I've fixed the label with .format(d3.format(".3f")) (versus the default .2s which uses SI metric prefixes, thus the "22k" above).
What I can't figure out is how to use either axis, scale, extent, or what, so that this only shows a range of numbers that are relevant to the viewer. I don't actually care about the positive-green and negative-blue and darkening colours aspects of the horizon chart. I just used it as proof-of-concept to get the constantly-shifting window of measurements from my .json data source, but the part I really need to keep is the serverDelay, step, size, and such features of cubism.js that intelligently grab the initial window of data, and incrementally grab more via the .json requests.
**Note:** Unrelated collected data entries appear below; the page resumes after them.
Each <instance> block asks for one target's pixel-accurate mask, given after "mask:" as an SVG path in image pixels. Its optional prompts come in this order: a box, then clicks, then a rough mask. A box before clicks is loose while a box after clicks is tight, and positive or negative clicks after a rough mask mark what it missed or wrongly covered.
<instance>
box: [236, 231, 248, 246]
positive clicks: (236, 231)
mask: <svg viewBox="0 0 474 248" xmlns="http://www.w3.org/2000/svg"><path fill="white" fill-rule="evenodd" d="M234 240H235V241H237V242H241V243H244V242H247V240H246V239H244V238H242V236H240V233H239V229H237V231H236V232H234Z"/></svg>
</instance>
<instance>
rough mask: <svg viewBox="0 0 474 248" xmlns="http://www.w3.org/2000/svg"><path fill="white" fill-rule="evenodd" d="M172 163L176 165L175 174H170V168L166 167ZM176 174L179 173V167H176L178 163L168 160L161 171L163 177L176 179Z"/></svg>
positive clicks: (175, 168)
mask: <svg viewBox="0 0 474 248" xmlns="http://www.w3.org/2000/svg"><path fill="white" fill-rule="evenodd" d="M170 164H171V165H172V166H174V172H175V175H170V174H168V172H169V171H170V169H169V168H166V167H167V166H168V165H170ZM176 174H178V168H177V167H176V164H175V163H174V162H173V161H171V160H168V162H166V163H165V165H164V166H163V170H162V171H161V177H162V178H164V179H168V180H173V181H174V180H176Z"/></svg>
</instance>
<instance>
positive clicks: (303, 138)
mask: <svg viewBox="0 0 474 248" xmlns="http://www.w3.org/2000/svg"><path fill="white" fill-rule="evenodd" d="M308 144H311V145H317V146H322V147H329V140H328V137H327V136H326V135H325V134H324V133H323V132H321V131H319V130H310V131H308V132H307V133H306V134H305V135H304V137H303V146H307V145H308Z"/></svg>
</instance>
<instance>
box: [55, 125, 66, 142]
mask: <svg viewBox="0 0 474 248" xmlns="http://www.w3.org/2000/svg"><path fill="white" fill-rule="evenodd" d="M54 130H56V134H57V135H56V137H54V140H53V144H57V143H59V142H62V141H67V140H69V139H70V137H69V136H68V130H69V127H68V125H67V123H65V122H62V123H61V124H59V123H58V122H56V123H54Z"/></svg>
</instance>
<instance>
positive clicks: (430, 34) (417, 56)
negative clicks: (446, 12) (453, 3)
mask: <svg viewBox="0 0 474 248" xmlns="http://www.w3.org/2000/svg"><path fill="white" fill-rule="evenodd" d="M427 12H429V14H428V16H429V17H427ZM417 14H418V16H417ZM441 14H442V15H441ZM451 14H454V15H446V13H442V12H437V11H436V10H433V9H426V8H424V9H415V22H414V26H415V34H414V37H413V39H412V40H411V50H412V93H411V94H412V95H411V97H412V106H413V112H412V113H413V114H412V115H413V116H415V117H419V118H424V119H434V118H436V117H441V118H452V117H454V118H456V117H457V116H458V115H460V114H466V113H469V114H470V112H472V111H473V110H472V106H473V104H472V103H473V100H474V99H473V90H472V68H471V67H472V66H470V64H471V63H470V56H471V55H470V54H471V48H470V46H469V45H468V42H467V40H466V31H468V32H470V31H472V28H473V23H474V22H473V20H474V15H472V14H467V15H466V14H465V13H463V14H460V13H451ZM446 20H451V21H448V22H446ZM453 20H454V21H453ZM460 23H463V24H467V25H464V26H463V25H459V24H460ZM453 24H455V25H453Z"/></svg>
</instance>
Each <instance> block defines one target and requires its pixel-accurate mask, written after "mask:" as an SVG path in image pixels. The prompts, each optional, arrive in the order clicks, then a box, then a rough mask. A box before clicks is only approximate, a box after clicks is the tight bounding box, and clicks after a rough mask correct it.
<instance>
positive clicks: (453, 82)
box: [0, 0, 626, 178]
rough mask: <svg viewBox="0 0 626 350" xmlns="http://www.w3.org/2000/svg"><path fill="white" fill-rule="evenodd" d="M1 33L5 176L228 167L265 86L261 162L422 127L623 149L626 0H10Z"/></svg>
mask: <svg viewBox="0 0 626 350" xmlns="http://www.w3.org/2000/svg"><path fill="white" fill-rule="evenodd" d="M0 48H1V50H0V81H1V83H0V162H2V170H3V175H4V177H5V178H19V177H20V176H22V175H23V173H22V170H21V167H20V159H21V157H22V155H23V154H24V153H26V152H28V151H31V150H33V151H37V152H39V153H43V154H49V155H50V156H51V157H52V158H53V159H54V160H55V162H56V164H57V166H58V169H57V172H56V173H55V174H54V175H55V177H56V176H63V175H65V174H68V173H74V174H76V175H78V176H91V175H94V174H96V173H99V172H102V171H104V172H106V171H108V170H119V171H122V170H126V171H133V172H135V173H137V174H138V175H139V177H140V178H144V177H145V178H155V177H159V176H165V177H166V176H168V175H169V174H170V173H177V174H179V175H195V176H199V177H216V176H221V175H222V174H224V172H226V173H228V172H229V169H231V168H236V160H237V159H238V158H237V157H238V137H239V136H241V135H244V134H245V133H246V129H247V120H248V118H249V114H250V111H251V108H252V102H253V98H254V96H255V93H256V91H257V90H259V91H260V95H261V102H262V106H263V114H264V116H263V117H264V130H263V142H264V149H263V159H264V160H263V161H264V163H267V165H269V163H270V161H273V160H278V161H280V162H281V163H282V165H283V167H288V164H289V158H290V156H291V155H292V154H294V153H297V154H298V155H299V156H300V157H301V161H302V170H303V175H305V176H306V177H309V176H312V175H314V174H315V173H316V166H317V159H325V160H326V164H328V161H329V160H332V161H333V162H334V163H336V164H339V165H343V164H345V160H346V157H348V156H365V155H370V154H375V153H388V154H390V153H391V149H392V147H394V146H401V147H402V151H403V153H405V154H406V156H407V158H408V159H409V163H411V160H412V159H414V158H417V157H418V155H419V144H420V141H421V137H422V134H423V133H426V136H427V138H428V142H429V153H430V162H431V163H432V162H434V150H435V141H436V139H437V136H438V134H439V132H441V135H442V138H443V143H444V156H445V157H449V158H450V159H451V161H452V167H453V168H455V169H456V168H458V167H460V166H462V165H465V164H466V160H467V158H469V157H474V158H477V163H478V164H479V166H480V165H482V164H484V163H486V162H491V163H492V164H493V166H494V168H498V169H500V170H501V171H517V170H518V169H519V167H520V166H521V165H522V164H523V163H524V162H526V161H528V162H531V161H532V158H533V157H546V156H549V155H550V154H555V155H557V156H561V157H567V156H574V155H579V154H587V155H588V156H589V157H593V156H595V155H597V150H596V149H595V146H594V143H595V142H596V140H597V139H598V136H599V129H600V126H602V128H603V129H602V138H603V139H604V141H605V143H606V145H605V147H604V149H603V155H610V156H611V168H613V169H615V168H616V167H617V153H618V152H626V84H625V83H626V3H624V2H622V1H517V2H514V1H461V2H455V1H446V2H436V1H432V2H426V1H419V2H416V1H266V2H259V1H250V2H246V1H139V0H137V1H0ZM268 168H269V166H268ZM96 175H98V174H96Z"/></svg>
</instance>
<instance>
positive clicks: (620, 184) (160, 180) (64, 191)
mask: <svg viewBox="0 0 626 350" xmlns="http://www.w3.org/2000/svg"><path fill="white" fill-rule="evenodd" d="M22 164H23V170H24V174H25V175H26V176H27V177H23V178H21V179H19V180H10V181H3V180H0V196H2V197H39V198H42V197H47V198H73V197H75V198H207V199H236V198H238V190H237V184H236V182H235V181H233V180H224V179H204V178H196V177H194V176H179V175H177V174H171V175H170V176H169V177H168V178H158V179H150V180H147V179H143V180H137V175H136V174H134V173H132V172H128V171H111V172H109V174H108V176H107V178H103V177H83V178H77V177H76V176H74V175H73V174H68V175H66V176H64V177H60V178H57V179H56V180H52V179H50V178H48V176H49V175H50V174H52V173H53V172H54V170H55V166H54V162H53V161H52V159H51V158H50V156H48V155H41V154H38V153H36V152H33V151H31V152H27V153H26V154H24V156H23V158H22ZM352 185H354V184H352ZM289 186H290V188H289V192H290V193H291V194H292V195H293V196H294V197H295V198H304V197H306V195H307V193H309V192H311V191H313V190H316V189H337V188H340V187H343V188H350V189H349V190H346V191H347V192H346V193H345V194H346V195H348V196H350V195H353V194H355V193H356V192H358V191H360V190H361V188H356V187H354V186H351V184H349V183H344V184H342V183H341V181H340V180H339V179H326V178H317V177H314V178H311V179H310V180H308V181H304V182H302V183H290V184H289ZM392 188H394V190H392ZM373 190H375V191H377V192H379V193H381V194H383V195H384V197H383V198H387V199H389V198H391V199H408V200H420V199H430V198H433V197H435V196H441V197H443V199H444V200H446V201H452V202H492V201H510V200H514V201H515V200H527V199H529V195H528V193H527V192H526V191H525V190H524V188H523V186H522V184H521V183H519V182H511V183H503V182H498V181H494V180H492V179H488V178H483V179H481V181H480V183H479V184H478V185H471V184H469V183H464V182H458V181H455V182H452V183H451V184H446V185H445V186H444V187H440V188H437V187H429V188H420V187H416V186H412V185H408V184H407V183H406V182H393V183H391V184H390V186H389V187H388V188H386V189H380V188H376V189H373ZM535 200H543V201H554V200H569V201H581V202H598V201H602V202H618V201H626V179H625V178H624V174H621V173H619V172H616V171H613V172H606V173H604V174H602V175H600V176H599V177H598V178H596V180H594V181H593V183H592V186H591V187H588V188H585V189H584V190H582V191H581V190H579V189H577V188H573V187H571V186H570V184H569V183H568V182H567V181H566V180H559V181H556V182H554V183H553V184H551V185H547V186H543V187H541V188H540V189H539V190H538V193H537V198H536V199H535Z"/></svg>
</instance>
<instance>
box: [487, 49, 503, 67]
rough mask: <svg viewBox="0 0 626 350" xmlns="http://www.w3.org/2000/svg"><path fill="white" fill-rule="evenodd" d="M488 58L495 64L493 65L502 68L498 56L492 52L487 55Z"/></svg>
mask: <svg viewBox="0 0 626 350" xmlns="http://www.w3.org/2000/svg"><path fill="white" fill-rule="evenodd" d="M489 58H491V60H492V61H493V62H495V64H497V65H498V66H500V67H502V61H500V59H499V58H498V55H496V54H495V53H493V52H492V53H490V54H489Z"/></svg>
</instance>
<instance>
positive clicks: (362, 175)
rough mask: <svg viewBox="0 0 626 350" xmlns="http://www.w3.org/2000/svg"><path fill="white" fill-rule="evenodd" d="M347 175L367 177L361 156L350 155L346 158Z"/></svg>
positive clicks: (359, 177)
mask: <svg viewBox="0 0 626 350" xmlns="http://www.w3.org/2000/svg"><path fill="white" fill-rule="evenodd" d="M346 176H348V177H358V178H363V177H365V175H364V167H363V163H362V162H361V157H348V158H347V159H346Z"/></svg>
So how do I keep the cubism bits I need, but usefully change my all-22300s graph to show the important +/- 10 units?
update re Scott Cameron's suggestion of horizon.extent([22315, 22320])... yes I had tried that and it had zero effect. Other things I've changed so far from "minimal" above...
var myHoriz = myContext.horizon()
.metric(myMetr)
.format(d3.format(".2f"))
.height(100)
.title("base1 (m): ")
.colors(["#08519c", "#006d2c"])
// .extent([22315, 22320]) // no effect with or without this line
;
I was able to improve the graph by using metric.subtract inserting it above the myHoriz line like so: (but it made the numerical label useless now):
var myMetr2 = myMetr.subtract(22315);
var myHoriz = myContext.horizon()
.metric(myMetr2)
.format...(continue as above)
All the examples seem so concise and expressive and work fine verbatim but so many of the tweaks I try to make to them seem to backfire, I'm not sure why that is. And similarly when I refer to the API wiki... maybe 4 out of 5 things I use from the API work immediately, but then I always seem to hit one that seems to have no effect, or breaks the chart completely. I'm not sure I've wrapped my head around how so many of the parameters being passed around are actually functions, for one thing.
Next hurdles after this scale/extent question, will be getting the horizontal time axis back (after having chopped it out to make things more minimal and easier to understand), and switching this from an area-looking graph to more of a line graph.
Anyway, all direction and suggestion appreciated.
Here's the one with the better vertical scale, but now the numerical label isn't what I want:
Have you tried horizon.extent? It lets you specify the [min, max] value for the horizon chart. By default, a linear scale will be created to map values within the extent to the pixels within the chart's height (specified with `horizon.height or default to 30 pixels).